Many companies looking for compliance solutions for life sciences systems are leaning heavily toward Computer Software Assurance (CSA). However, there are several things to keep in mind before implementing them into your systems. 

When getting started with CSA, companies should first determine the intended use of the software. This term is discussed in the Code of Federal Regulations, Part 820, which addresses quality system regulation. 21 CFR 820.70(i) for automated processes states that:

“When computers or automated data processing systems are used as part of production or the quality system, the manufacturer shall validate computer software for its intended use according to an established protocol. All software changes shall be validated before approval and issuance. These validation activities and results shall be documented.”

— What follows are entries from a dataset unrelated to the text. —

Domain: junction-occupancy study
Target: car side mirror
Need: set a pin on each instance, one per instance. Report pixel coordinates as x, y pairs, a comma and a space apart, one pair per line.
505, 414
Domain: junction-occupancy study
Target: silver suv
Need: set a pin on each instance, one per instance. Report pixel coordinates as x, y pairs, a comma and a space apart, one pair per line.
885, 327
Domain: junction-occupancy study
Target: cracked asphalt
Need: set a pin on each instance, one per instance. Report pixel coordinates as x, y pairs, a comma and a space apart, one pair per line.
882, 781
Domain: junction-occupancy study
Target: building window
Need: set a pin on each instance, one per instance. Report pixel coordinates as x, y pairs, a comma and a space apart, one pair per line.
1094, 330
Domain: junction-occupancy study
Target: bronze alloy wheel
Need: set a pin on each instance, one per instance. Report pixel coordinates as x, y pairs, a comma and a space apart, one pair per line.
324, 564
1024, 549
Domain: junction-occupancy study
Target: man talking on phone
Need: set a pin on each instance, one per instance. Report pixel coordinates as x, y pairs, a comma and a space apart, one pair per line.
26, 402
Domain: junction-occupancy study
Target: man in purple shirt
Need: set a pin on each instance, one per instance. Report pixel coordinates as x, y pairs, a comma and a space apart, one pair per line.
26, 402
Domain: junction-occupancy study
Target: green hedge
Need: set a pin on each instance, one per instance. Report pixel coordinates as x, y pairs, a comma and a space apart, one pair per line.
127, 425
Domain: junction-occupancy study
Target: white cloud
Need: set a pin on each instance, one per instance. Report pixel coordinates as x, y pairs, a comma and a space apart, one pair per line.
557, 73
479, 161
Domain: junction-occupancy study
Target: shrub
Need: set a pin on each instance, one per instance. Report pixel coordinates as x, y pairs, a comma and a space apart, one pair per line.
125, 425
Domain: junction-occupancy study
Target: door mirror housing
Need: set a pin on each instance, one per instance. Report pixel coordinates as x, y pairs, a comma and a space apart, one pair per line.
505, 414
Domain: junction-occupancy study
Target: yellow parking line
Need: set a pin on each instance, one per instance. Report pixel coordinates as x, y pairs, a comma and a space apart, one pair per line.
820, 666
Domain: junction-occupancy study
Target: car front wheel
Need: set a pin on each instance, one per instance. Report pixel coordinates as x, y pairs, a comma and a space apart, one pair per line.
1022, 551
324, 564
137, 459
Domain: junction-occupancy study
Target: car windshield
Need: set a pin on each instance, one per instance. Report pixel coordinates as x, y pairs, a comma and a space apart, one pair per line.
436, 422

As per the FDA guidance, validation is required for any software “that is used as part of production or the quality system.” It may seem obvious that any software that directly manages or controls the manufacturing process would be considered part of the production system. However, software that might not be a direct part of the process but supports production or the quality system (QS), could also require validation based on the guidance. Let’s take a closer look at direct and support systems. 

Related Article: Difference Between FDA CSA and CSV

Computer Software Assurance Direct Use in Production and Quality System

Systems that qualify as direct usage are those that would have a direct impact on product quality, patient safety, and integrity of the quality system. These types of systems carry a higher risk to patient safety and product quality as they are used for manufacturing, inspection, testing, the collection and processing of production and quality system data, and the ability to maintain a quality record. 

Examples include:

  • Manufacturing Execution System (MES) that control the production workflow
  • Machine Vision Systems that inspect for completeness of packaging, defects, flaws, or other irregularities
  • Data Collection and Analysis Systems that gather data from the manufacturing process and provide reports and tools for analysis. These systems are part of the quality system and have a direct relationship with product quality and patient safety.
  • Quality Management Systems handle aspects of the quality system such as controlled documents, supplier management, and quality events like CAPAs, investigations, and deviations.

Computer Software Assurance Supports Production and Quality Systems

Support systems automate testing activities for production software or monitor software systems. These types of systems might automate regression testing of the production system to ensure continuous functionality or to provide alerts if the software is not working properly. While these systems do have an impact on production and quality systems, the FDA recognizes that they present a much lower risk to patient safety and product quality.

In cases where the intended use of the software is general business purposes such as accounting, networking, or word-processing applications, these systems would be considered to have no impact on the production or quality system and, therefore, no validation is required under 21 CFR 820.70(i).

Analyzing Compliance Solutions for Life Sciences Systems

One last key point to note is that when analyzing a system for its role in production or the quality system, the system can be broken down into features, functions, and operations. FDA recognizes that software can be quite complex and that not all software functions relate to production or quality. Enterprise Resource Planning (ERP) software, for example, might have some operations that interact with the manufacturing software (order creation and closure), but the majority of the software only handles financial data. These features can be identified and classified as discussed above to lead to the risk-based approach to CSA. 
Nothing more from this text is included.